После Октябрьской революции 1917 года многие церкви и помещичьи усадьбы были брошены на произвол судьбы, и впервые в русской истории встал вопрос о том, как лучше использовать эти выморочные остатки империи. Дворцы и помещичьи дома первоначально превратили в музеи и сделали доступными для всех. Но к 1927 году эта первая стадия сменилась совершенно другой идеологической установкой, обращенной не в прошлое, а в будущее, от продвижения в которое памятники в лучшем случае отвлекали и потому, как правило, воспринимались как препятствия. Началась кампания по разрушению церквей. В начале 1930‐х годов множество исторических зданий было уничтожено, что пытались оправдать отчасти практическими потребностями, а отчасти необходимостью представить прошлое более «полезным» для современности.

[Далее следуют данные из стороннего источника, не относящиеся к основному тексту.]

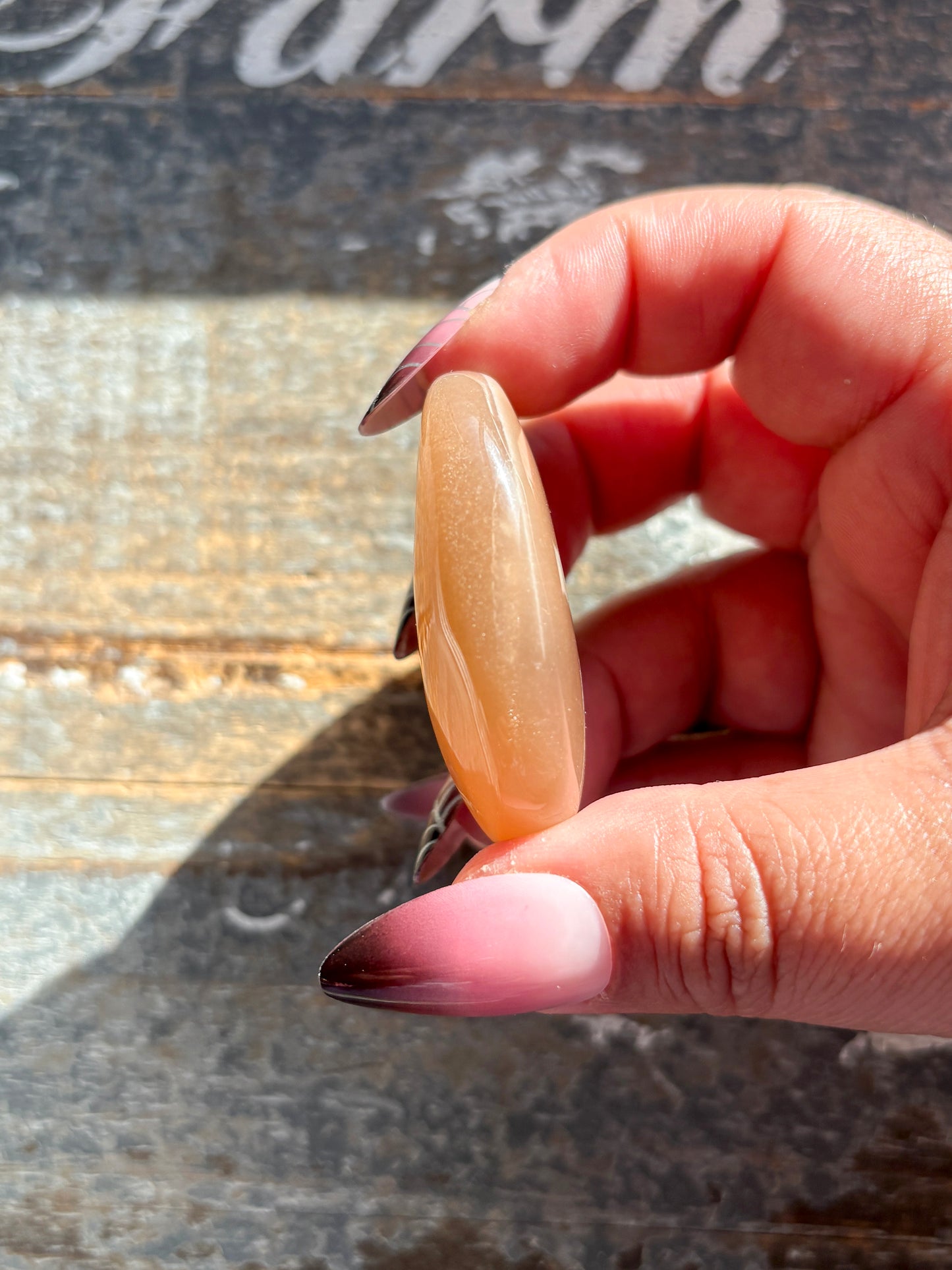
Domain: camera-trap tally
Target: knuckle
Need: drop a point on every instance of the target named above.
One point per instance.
(729, 956)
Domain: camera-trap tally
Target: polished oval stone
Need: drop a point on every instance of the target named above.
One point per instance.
(501, 666)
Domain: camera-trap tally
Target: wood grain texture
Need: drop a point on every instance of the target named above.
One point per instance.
(200, 571)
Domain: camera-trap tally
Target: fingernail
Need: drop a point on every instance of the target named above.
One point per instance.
(499, 945)
(401, 397)
(414, 800)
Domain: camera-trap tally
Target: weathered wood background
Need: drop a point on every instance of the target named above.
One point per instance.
(221, 224)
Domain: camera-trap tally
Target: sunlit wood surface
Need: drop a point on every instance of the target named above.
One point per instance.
(198, 715)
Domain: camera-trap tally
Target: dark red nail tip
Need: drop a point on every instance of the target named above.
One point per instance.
(404, 393)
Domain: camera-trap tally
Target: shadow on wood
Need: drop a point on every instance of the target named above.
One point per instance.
(192, 1099)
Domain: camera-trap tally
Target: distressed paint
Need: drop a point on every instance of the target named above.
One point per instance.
(102, 36)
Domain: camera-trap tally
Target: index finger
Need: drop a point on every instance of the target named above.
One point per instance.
(829, 305)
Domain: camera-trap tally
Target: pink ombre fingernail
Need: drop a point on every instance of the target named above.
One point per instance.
(499, 945)
(401, 397)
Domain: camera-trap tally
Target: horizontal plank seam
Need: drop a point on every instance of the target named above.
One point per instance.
(108, 784)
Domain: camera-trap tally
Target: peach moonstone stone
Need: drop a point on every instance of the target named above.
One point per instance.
(501, 667)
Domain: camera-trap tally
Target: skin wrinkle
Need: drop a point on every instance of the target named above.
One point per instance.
(831, 888)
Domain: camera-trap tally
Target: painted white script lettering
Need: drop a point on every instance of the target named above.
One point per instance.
(102, 36)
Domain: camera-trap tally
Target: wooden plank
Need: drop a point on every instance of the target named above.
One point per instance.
(348, 197)
(190, 468)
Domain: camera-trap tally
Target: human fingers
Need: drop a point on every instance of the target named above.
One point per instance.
(731, 644)
(629, 447)
(820, 896)
(831, 306)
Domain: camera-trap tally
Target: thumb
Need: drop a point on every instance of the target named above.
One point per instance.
(823, 896)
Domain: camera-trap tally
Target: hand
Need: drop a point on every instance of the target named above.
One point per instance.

Рост националистических чувств в конце 1930‐х годов сдержал волну иконоклазма, а во время Второй мировой войны уже предпринимались огромные усилия для сохранения национального наследия.

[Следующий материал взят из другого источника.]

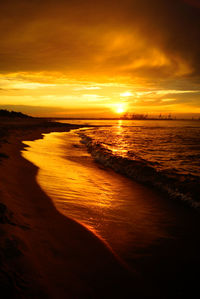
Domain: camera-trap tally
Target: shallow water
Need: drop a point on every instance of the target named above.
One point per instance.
(115, 208)
(155, 236)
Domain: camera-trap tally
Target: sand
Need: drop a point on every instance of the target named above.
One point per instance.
(43, 254)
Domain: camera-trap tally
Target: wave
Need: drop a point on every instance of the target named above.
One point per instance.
(184, 187)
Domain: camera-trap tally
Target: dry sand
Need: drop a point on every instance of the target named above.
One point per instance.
(42, 253)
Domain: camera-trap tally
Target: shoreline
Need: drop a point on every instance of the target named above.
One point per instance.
(43, 253)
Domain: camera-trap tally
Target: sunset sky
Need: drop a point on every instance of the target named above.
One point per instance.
(96, 58)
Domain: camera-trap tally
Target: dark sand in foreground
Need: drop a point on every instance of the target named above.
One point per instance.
(43, 254)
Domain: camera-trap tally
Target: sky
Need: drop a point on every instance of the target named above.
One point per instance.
(100, 58)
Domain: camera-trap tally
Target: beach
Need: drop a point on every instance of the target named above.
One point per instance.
(44, 254)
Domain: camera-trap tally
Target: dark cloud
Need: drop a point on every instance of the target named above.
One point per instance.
(82, 37)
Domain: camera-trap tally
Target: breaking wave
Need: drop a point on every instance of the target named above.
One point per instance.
(185, 187)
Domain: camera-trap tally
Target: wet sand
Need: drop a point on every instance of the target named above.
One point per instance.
(44, 254)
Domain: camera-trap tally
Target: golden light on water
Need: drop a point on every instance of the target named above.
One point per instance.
(64, 65)
(120, 108)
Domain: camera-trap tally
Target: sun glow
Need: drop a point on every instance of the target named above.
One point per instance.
(120, 108)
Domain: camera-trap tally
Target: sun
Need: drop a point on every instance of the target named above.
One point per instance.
(120, 108)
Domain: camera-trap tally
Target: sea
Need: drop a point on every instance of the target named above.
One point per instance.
(120, 178)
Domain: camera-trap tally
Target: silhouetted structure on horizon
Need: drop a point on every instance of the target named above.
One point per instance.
(13, 114)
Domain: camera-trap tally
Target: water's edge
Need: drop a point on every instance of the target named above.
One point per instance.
(179, 187)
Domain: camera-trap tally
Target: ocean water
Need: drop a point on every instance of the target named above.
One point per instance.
(162, 154)
(106, 177)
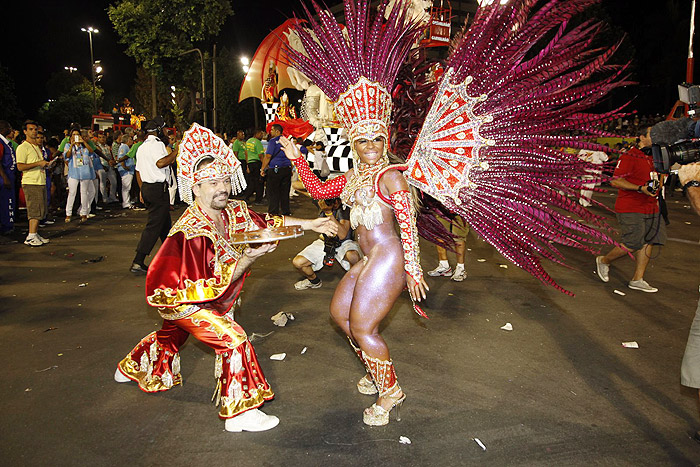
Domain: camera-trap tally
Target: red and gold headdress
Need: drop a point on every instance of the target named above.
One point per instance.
(197, 144)
(356, 66)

Обновление в методике реставрации, происходившее в первые годы советской власти, отражало позицию Ленина, склонявшегося к целостной реставрации с возвращением изначальной формы и удалением последующих добавок[79]. Эти добавки принадлежали эпохе, близкой к постреволюционному периоду, и напрямую ассоциировались с режимом, свергнутым большевиками, в то время как изначальную форму памятника можно было истолковать как плод подлинного народного творчества. В первые годы после Второй мировой войны национальная гордость и желание залечить военные раны привели к энергичному восстановлению утраченного. Отстраивая заново города, подчеркивали необходимость создания целостных урбанистических ансамблей. Города рассматривали как произведения искусства, а отдельные здания должны были, по замыслу создателей, играть второстепенную роль в общей городской композиции. Этот принцип оправдывал и даже делал необходимой целостную реставрацию, если не реконструкцию зданий, в то время как памятники рассматривались скорее как знаки, чем как предметы материальной культуры[80]. Допускались архитектурные вольности и с документальными свидетельствами, и с историческими наслоениями, несмотря на то что ГУОП (Государственное управление охраны памятников) настаивало на точном воспроизведении, вплоть до использования аутентичных материалов[81]. Игорь Грабарь, один из ведущих советских реставраторов, полностью отвергал «весьма опасную» идею консервации руин[82].
В Ленинграде желание вернуть внешний вид города привело к широкому распространению понимания ценности наследия прошлого и важности его защиты. Это коснулось даже не занесенных в охранные списки зданий. Благодаря уникальной истории города реставрационные работы распространились на застройку XVIII и XIX веков, включая интерьеры. Это потребовало привлечения мастеров всех профилей и возрождения дореволюционных строительных технологий. Успешное восстановление города и пригородных дворцов породило миф о некой особой ленинградской реставрационной школе и ее преданности аутентичной реставрации, вплоть до использования материалов и технологий того периода, к которому принадлежит реставрируемое здание[83]. В действительности, однако, картина была куда более пестрой, чем это представляет миф[84]. В частности, конгениальное пересечение высокого советского классицизма и реставрации классицистических зданий XVIII века приводило к широкому и свободному использованию аналогий, когда в дело шли современные материалы – например, железобетон, – по крайней мере, в структурных элементах многих зданий[85].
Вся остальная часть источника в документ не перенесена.